Bu ilk performansınız değil mi seyirci karşısında?
Dream TV’de Paul Weller’ın bir parçasını söyledim, Kanaltürk’te de Whitesnake’ten bir balad çalmaya çalıştım. Ama burası Nardis. Focanlar böyle bir şey önerdiler, ben ciddi bir şekilde uğraşmaya daha yeni başladığım için önce biraz çekindim. Medyada görünüp de böyle albenili işlere soyunan insan görünümünde olmaktan da korktum aslında. Ama sonunda kendimi dinledim. Ben bunu yapmayı seviyor muyum, seviyorum... “Keyifli olabilecek bir şey belki, niye mızmızlık edeyim?” dedim.
“Fotoğraf makinesini alıp Ortadoğu’ya gittim”
Devam etmeyi düşünüyor musunuz?
Böyle bir şeyi hiç söyleyemem çünkü bu bir iddia değil ki, benim için bir zevk. Ben aslına bakarsan her şeyi böyle yaşıyorum. Gazetecilikte de bir iddiayla gitmedim. Sadece o işi yaparken kendimi bütünlenmiş hissettiğim için daldım bu denize. Ve sevdiğim
sularda yüzdüm hep. Başlarken bir gün bir televizyon kanalında haber bülteni yapacağım gibi bir hedefim hiç yoktu.

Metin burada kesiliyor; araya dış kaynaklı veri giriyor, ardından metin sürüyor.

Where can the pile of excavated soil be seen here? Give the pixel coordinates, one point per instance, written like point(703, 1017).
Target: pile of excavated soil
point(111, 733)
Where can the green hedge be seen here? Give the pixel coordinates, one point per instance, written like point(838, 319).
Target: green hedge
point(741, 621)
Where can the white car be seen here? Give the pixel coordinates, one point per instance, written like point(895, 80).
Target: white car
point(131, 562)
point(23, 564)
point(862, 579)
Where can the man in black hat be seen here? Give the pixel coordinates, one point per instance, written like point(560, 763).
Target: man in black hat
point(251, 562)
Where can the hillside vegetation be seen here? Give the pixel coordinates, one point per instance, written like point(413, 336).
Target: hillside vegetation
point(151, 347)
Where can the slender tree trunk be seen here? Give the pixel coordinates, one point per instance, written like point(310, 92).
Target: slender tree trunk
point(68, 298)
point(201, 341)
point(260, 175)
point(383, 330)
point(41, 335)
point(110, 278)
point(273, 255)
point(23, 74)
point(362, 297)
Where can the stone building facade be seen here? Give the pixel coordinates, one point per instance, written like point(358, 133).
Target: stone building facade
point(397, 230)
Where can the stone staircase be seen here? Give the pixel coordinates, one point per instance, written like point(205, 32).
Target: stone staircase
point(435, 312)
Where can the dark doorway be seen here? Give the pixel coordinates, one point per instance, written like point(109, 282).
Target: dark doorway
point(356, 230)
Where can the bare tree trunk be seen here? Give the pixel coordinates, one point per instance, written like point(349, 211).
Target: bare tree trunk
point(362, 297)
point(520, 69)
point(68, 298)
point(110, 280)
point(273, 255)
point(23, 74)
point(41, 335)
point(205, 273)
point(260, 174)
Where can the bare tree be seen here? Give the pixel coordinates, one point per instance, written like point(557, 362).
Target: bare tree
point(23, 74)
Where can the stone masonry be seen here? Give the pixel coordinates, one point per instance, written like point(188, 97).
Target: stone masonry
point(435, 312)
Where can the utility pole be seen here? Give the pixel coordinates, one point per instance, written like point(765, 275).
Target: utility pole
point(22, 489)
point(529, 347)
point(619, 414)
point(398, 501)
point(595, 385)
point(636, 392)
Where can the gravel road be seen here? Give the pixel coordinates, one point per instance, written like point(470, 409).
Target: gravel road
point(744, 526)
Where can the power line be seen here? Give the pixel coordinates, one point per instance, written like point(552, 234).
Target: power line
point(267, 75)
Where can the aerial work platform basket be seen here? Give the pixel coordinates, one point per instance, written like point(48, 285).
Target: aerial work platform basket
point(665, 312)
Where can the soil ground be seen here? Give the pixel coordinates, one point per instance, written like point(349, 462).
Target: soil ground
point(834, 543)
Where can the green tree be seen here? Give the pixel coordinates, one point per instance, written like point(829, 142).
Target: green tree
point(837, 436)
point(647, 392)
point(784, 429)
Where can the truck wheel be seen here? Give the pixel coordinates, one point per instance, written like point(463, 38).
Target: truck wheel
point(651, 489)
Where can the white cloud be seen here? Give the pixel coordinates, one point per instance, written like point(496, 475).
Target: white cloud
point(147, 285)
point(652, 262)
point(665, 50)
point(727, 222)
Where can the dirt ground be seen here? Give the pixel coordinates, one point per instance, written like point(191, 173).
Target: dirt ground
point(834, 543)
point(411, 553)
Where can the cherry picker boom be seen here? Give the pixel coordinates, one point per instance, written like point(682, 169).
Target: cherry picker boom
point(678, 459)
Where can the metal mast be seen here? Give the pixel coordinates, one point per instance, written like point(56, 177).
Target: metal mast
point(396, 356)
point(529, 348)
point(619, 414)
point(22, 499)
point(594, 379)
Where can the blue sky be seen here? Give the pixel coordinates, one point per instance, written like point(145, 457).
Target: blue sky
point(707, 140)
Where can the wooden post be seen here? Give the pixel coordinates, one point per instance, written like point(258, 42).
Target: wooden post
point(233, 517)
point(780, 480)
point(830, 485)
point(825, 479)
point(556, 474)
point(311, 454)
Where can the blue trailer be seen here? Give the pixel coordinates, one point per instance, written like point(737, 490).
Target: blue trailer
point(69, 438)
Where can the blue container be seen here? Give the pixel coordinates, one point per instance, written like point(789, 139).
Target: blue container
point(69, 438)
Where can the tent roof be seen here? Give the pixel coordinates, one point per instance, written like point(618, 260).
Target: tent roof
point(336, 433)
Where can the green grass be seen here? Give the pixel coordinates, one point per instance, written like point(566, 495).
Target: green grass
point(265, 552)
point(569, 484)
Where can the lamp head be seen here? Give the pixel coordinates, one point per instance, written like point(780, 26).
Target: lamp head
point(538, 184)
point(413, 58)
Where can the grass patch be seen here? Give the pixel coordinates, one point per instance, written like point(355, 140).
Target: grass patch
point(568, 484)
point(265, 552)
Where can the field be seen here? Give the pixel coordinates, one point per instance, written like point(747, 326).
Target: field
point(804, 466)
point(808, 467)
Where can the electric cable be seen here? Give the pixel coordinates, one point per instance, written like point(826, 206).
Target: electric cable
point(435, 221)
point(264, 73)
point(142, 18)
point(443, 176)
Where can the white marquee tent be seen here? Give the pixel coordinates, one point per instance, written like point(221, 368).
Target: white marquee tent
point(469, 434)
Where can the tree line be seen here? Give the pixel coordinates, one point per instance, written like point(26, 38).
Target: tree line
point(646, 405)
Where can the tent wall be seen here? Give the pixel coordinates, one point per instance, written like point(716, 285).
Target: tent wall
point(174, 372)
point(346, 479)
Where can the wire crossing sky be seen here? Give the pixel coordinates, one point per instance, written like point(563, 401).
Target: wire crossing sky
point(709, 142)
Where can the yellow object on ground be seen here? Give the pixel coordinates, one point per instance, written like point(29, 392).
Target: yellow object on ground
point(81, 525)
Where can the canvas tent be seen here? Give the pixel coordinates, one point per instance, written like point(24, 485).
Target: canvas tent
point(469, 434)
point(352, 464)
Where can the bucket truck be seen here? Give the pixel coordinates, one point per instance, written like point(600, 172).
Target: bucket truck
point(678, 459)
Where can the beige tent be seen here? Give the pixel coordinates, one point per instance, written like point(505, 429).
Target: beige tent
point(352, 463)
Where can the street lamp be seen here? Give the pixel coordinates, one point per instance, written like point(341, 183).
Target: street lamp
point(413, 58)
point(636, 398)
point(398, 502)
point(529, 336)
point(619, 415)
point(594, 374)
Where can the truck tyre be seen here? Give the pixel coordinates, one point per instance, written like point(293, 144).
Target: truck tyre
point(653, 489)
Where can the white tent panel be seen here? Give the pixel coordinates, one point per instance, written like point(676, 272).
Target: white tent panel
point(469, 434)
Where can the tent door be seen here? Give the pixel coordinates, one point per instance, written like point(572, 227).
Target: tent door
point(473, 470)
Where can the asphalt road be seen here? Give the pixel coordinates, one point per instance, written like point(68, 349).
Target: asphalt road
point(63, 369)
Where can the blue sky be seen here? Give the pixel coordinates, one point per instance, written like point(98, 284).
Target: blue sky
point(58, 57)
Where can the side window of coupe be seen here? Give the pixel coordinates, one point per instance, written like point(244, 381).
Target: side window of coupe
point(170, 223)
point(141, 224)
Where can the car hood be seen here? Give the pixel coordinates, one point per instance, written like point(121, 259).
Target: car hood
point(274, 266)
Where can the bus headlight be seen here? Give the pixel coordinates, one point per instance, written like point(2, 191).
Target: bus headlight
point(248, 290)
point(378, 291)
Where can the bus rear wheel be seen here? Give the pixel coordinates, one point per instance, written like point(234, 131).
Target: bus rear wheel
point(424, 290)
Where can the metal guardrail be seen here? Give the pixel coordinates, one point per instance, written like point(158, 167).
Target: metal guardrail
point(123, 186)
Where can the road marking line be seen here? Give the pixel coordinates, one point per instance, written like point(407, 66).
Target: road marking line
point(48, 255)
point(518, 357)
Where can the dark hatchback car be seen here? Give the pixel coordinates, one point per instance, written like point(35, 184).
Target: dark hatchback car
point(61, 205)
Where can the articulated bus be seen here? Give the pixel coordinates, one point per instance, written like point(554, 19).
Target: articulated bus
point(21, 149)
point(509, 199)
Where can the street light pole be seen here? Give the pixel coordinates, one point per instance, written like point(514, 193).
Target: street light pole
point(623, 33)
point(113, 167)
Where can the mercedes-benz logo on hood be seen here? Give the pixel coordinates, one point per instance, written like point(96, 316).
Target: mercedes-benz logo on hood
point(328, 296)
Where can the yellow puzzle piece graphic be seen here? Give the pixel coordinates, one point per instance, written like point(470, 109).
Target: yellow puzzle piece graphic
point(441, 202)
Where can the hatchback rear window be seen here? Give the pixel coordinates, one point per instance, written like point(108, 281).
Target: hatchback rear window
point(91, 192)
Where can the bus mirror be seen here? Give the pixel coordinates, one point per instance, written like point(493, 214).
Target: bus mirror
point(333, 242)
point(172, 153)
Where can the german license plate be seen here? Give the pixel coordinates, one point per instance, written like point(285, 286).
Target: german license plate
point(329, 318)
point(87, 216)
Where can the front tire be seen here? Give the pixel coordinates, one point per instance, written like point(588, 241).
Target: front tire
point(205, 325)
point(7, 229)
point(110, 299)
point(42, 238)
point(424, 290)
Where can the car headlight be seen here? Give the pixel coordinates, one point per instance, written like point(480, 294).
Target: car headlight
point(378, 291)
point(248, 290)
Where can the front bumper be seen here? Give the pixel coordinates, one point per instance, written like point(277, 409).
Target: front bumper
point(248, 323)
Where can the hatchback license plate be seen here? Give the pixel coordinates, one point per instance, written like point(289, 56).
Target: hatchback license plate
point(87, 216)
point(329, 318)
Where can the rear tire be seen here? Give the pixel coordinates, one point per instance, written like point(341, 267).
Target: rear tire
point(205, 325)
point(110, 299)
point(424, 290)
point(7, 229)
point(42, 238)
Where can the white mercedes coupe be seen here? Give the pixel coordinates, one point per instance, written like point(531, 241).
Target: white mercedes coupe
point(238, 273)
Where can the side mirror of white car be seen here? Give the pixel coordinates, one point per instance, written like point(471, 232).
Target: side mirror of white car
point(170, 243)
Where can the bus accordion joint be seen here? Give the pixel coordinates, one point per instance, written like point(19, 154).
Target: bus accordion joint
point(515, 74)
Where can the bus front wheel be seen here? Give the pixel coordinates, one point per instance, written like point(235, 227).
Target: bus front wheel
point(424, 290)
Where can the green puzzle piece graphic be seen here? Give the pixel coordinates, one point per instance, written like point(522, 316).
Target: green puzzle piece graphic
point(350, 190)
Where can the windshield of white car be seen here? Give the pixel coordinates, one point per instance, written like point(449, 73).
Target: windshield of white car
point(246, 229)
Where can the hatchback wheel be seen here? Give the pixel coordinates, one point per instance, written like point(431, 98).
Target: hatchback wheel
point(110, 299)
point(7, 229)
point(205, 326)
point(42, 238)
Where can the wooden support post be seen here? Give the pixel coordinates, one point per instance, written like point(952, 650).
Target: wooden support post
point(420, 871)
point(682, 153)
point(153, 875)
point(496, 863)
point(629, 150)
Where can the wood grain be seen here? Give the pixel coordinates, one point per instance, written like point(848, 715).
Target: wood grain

Gazetecilikten önce Boğaziçi’nde asistanlık döneminiz var... Okulda kalmayı düşündünüz mü ciddi ciddi?
Evet ama kalabileceğime aslında ben de ikna olamamıştım. Çünkü daha lisedeyken bir okul gazetesi çıkardık, çok hoşuma gitmişti o. Cumhuriyet’in karşısındaydı okul, o dönem Cumhuriyet birtakım dile getirilmeyen meselelerine tercüman olan bir gazeteydi, teneffüslerde bakardım sevdiğim yazarlar geçiyor mu diye. Mezun olur olmaz da gittim kapıyı çaldım zaten, Çağdaş Yayıncılık’ta bir dergi çıkıyordu, oraya kapak konusu yaptım. İstanbul Üniversitesi’nde Uluslararası İlişkiler’i Allahlık bir şekilde bitirdim, Boğaziçi’nde mülteciler üzerine çalıştım. Asistanlık da yapıyordum ama paldır küldür bıraktım.
Ve hemen Milliyet’e mi gittiniz?
Milliyet’te yarı dönemli çalışıyordum zaten. Sonra da tam zamanlı başladım. Ama dış haberlerde otururken de ajanslardan gelen haberlerle uğraşmayayım, dışarıya çıkayım istedim. Ortadoğu’ya gidip gelmeye başladım fotoğraf makinemi alıp.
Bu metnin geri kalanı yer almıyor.